FILE - In this March 27, 2013, file photo the Bank of America Building, center, also known as the Superman building, stands among other buildings in downtown Providence, R.I. A $54 million lawsuit over Rhode Island's tallest building has been settled just before a trial was scheduled to begin in federal court. A trial had been set to begin Monday, May 8, 2017. (AP Photo/Steven Senne, File)

PROVIDENCE, R.I. (AP) — A $54 million lawsuit over the state’s tallest building, called the Superman Building, has been settled just before a trial was scheduled to begin in federal court.

The owner of the Providence skyscraper had sued its former tenant, Bank of America, saying the bank allowed it to fall into disrepair. The Charlotte, North Carolina-based bank had countersued, arguing it spent millions of dollars on maintenance before it moved out four years ago.

The owner, High Rock Westminster Street, based in Newton, Massachusetts, and the bank said they were pleased to have settled the lawsuit.
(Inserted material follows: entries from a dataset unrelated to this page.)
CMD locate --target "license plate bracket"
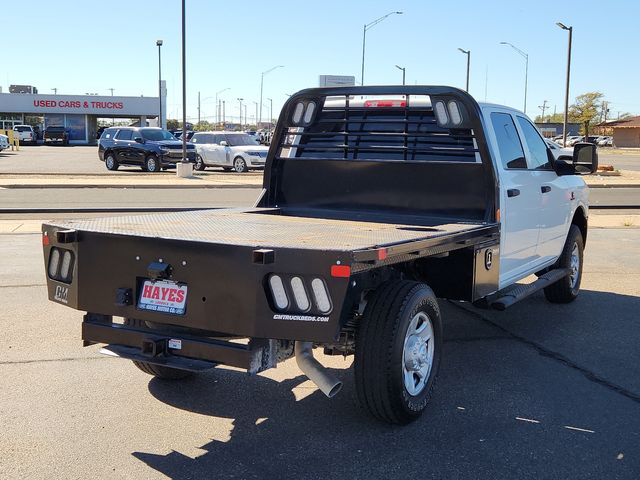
[137,280,187,315]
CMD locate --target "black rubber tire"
[104,152,120,171]
[233,157,249,173]
[354,280,442,425]
[193,155,207,172]
[124,318,193,380]
[544,225,584,303]
[144,155,161,173]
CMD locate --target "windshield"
[140,128,176,142]
[226,133,259,147]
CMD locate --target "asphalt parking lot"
[0,229,640,479]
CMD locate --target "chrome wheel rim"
[402,312,434,396]
[569,243,580,289]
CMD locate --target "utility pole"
[267,98,273,131]
[538,100,547,123]
[556,22,573,147]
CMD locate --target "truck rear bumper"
[82,313,276,373]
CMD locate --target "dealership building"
[0,82,166,144]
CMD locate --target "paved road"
[0,145,640,175]
[0,187,640,209]
[0,188,260,209]
[0,230,640,480]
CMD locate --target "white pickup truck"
[42,86,597,424]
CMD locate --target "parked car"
[545,139,573,160]
[98,127,196,172]
[13,125,38,145]
[41,86,598,424]
[191,131,269,173]
[0,134,11,152]
[43,125,69,145]
[566,135,584,147]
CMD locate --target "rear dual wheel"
[354,281,442,424]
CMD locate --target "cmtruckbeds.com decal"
[273,314,329,322]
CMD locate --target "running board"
[100,345,216,372]
[489,268,570,311]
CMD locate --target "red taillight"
[364,100,407,108]
[331,265,351,278]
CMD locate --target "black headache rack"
[259,86,499,223]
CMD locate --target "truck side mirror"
[554,143,598,175]
[573,143,598,175]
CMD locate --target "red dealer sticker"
[138,280,187,315]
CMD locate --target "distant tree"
[534,113,564,123]
[569,92,604,136]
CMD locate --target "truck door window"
[116,130,133,140]
[517,116,551,170]
[491,112,527,169]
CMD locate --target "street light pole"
[396,65,407,85]
[238,98,244,130]
[500,42,529,115]
[256,65,284,128]
[156,40,163,128]
[360,12,402,85]
[267,98,273,131]
[458,48,471,92]
[216,87,231,125]
[556,22,573,147]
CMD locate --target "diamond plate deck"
[47,209,485,251]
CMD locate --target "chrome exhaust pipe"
[295,341,342,398]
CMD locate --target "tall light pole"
[156,40,164,128]
[238,98,244,130]
[360,12,402,85]
[256,65,284,128]
[556,22,573,147]
[253,101,262,130]
[396,65,407,85]
[458,48,471,92]
[500,42,529,115]
[216,87,231,125]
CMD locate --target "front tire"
[144,155,160,173]
[354,281,442,424]
[233,157,249,173]
[194,155,206,171]
[104,153,120,171]
[544,225,584,303]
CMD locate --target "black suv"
[98,127,196,172]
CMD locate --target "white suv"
[13,125,38,145]
[191,131,269,173]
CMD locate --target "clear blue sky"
[0,0,640,124]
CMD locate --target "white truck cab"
[480,104,589,289]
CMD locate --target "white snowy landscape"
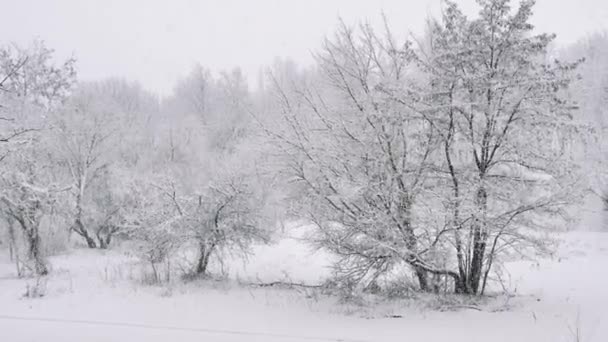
[0,0,608,342]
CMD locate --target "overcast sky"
[0,0,608,94]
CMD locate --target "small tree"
[0,41,75,275]
[417,0,584,294]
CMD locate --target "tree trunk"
[467,184,488,294]
[195,243,215,275]
[23,226,49,276]
[72,218,97,248]
[414,267,431,292]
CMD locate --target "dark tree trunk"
[195,243,215,275]
[414,267,431,292]
[467,186,488,294]
[29,229,49,276]
[72,218,97,248]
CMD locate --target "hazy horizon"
[0,0,608,96]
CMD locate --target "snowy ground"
[0,222,608,342]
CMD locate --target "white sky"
[0,0,608,94]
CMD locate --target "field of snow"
[0,220,608,342]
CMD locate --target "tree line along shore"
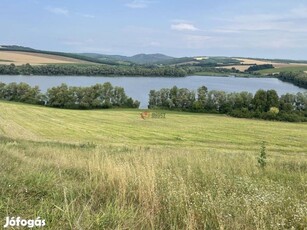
[0,82,307,122]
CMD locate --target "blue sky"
[0,0,307,60]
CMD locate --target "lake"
[0,75,306,108]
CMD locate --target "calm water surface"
[0,75,305,108]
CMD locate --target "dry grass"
[238,58,307,70]
[0,51,85,65]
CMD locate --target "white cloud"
[171,22,199,31]
[78,14,95,18]
[126,0,152,9]
[183,35,211,49]
[46,7,69,16]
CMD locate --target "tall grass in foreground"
[0,138,307,229]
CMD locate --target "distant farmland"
[0,51,87,65]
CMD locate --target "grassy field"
[0,102,307,229]
[0,50,86,65]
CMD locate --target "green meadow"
[0,102,307,230]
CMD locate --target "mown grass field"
[0,50,87,65]
[0,102,307,229]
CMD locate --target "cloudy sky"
[0,0,307,60]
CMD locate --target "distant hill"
[80,53,175,65]
[0,45,120,65]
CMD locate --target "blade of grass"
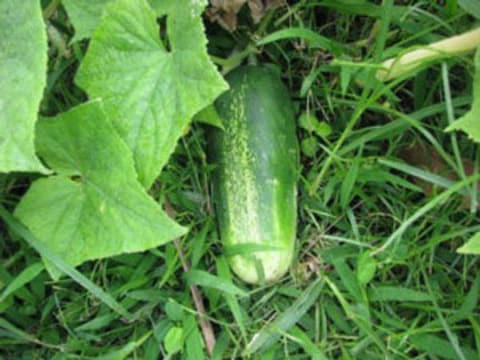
[371,174,480,256]
[0,262,45,303]
[244,279,324,356]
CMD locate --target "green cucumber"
[209,66,298,283]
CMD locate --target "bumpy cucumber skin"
[209,66,298,284]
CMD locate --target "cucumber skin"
[209,66,298,283]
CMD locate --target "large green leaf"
[446,49,480,142]
[62,0,112,42]
[457,232,480,255]
[0,0,47,172]
[76,0,227,188]
[15,101,185,275]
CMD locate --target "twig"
[377,28,480,81]
[164,199,215,356]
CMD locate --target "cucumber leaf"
[0,0,47,173]
[15,101,185,278]
[76,0,227,188]
[446,49,480,142]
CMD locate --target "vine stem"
[164,199,215,357]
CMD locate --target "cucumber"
[208,66,298,283]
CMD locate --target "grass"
[0,0,480,360]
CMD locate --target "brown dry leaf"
[206,0,286,32]
[397,143,474,208]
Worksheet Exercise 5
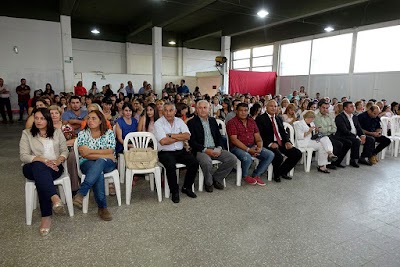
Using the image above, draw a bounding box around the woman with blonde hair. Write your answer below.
[294,110,337,173]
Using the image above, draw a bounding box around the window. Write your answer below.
[233,58,250,69]
[310,33,353,74]
[279,41,311,76]
[251,66,272,72]
[253,45,274,57]
[354,26,400,72]
[233,49,250,60]
[252,56,272,67]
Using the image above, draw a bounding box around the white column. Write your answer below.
[221,36,231,94]
[177,47,183,76]
[60,15,74,92]
[152,27,164,93]
[125,42,133,74]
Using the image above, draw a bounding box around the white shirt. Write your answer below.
[344,112,357,135]
[153,116,190,151]
[0,84,10,98]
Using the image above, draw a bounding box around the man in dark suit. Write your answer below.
[256,100,302,182]
[335,101,375,168]
[188,100,236,193]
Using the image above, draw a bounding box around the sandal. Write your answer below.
[108,183,116,196]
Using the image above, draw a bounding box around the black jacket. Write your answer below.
[335,111,364,137]
[187,115,223,155]
[256,112,290,148]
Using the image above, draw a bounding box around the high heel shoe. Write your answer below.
[39,228,50,237]
[317,166,331,173]
[53,200,65,214]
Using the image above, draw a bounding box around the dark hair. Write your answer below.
[69,95,81,102]
[307,101,316,110]
[343,101,353,109]
[222,98,232,112]
[31,108,54,138]
[85,110,108,135]
[144,103,160,131]
[236,102,249,110]
[122,102,134,114]
[250,103,261,117]
[175,103,189,118]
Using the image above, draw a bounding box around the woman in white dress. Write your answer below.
[294,110,337,173]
“High Rock looks forward to exploring options to make the most of its ownership of the building,” a joint statement said. “Bank of America looks forward to continuing its long-standing partnership with the city and people of Providence.”

The terms of the settlement weren’t disclosed. A trial had been set to begin Monday.

The 26-story building has been vacant for years and has become a symbol of Rhode Island’s economic decline.

It was the tallest skyscraper in New England when it opened in 1928 as the Industrial National Bank Building and became the most recognizable feature on the Providence skyline. The Art Deco-style skyscraper, at the heart of downtown, got its superhero nickname because of its similarity to the Daily Planet headquarters in the old TV show.

High Rock has said in court that Bank of America took such bad care of the building over a period of years that the limestone facade is crumbling, among other problems.

Bank of America had said that it spent tens of millions of dollars on maintenance and repairs on the building during its lease and contended that High Rock decided to sue so it could get the money it needs to convert the building into apartments.